66. each described method of claim 51-65, wherein said one or more miRNA by intravenously, intra-arterial, intramuscular, subcutaneous, in skin, intracutaneous, encephalic, sheath, in the pleura, in the eye socket, in the nose, in oral, the digestive tube, in colorectum and/or the myelencephalon, use.

67. each described method of claim 51-62, wherein said one or more miRNA use every day.

68. each described method of claim 51-62, wherein said one or more miRNA use weekly.

69. each described method of claim 51-62, per two weeks of wherein said one or more miRNA use.

70. each described method of claim 51-62, wherein said one or more miRNA used in every month.

71. a pharmaceutical composition, it comprises the microvesicle for the treatment of significant quantity, is used for the treatment of enlarging the bosom after the diabetes, myocardial infarction, ephrosis, wound healing, fistula regeneration, neurotization, mastectomy, and/or the illness relevant with aesthetic surgery.

72. a pharmaceutical composition, it comprises one or more Micrornas and pharmaceutically acceptable carrier, and described one or more Micrornas have any one at least 80% identical sequence with SEQ ID NO:1-587.

73. the described pharmaceutical composition of claim 72, wherein said one or more Micrornas comprise any one at least 80% identical sequence with SEQ ID NO:1-29.

74. the described pharmaceutical composition of claim 72, wherein said one or more Micrornas are selected from SEQ ID NO:1-587.

75. each described pharmaceutical composition of claim 71-74, wherein said one or more Micrornas exist with the treatment significant quantity that is used for the treatment of diabetes, myocardial infarction or ephrosis.

76. the method for the identification of the miRNA of inducing cell growth and/or regeneration, this method comprises

Cell is provided, and described cell is grown in removing the substratum of microvesicle;

Add miRNA to described substratum;

Determine whether the interpolation of described miRNA has increased cell proliferation speed compared with the control, whether inducing cell is grown and/or regeneration thereby identify described miRNA.

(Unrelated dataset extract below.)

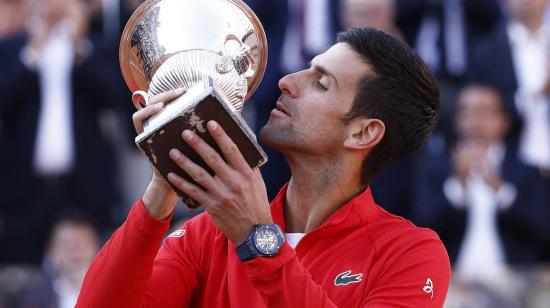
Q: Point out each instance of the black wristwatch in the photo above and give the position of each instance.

Pathfinder's cell that 77. the described method of claim 76, wherein said cell are pancreas derives.

78. claim 76 or 77 described methods, wherein said cell proliferation speed was determined by the doubling time.

79. each described method of claim 76-78, wherein said miRNA separates from microvesicle.

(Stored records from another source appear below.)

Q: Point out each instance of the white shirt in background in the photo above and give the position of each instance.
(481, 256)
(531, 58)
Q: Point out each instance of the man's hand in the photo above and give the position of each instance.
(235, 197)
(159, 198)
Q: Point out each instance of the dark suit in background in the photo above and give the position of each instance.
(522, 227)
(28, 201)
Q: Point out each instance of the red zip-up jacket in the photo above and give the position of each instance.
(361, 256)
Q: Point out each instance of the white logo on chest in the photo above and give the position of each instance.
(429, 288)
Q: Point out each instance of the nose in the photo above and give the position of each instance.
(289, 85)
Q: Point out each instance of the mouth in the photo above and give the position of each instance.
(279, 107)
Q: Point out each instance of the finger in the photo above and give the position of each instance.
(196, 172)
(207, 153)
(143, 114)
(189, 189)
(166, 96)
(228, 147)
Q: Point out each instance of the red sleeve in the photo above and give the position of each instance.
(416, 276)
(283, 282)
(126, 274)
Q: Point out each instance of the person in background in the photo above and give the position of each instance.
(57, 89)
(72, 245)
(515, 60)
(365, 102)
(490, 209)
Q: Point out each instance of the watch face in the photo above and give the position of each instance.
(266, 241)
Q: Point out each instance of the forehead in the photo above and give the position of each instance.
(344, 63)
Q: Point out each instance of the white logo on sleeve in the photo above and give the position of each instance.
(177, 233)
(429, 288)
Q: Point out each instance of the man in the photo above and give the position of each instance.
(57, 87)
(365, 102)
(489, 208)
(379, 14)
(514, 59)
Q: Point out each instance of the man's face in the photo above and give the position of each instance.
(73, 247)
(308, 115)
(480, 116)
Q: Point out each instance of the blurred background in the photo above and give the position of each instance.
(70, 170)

80. the method for the identification of the miRNA of inducing cell growth and/or regeneration, this method comprises:

In growing to the cell that converges, produce impingement;

Treat described cell with miRNA;

Determine compared with the control, the regeneration rate of the cell for the treatment of at the quilt of described impingement, thus identify described miRNA whether inducing cell growth and/or regeneration.

81. the described method of claim 80, wherein said cell are inoblast or myocardial cell.

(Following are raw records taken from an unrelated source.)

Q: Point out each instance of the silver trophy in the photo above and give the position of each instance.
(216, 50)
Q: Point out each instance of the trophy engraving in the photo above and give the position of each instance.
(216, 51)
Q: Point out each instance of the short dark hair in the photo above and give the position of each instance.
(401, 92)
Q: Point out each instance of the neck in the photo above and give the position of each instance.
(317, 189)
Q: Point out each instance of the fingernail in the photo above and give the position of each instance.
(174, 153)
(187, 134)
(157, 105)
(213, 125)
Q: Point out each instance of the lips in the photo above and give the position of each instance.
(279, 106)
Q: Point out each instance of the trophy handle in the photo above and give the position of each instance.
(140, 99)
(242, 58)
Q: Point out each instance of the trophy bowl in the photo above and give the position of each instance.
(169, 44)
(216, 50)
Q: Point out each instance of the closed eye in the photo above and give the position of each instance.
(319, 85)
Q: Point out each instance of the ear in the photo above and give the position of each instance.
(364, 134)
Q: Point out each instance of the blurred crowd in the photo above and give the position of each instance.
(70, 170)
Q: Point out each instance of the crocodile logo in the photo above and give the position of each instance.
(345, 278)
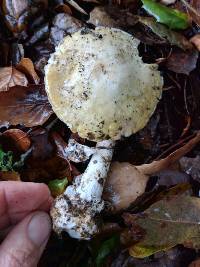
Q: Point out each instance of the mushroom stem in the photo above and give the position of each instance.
(75, 211)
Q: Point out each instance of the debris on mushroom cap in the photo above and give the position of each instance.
(99, 86)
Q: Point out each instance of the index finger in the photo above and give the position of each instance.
(18, 199)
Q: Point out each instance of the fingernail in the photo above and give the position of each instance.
(39, 228)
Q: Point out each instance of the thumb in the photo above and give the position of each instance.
(25, 243)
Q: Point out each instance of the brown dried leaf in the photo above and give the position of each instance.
(196, 41)
(99, 17)
(162, 164)
(9, 176)
(19, 139)
(76, 6)
(123, 185)
(165, 224)
(10, 77)
(174, 38)
(63, 8)
(191, 166)
(26, 66)
(195, 263)
(193, 8)
(28, 106)
(14, 7)
(182, 62)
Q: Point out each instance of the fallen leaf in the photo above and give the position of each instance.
(14, 7)
(42, 147)
(57, 186)
(196, 41)
(174, 38)
(99, 17)
(159, 165)
(9, 176)
(172, 177)
(45, 170)
(26, 66)
(167, 2)
(195, 263)
(126, 182)
(165, 224)
(191, 166)
(182, 62)
(175, 257)
(28, 106)
(63, 8)
(110, 16)
(105, 249)
(15, 14)
(18, 138)
(173, 18)
(76, 6)
(193, 8)
(63, 24)
(6, 160)
(123, 185)
(10, 77)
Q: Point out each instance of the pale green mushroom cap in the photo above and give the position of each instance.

82. claim 80 or 81 described methods, wherein said regeneration rate is quantitatively determined.

83. each described method of claim 80-82, wherein said contrast be untreated but under the same conditions the growth cell.

84. each described method of claim 80-83, wherein said miRNA separates from microvesicle.

85. a use is according to each described method of claim 76-84 miRNA that identify, that inducing cell is grown and/or regenerated.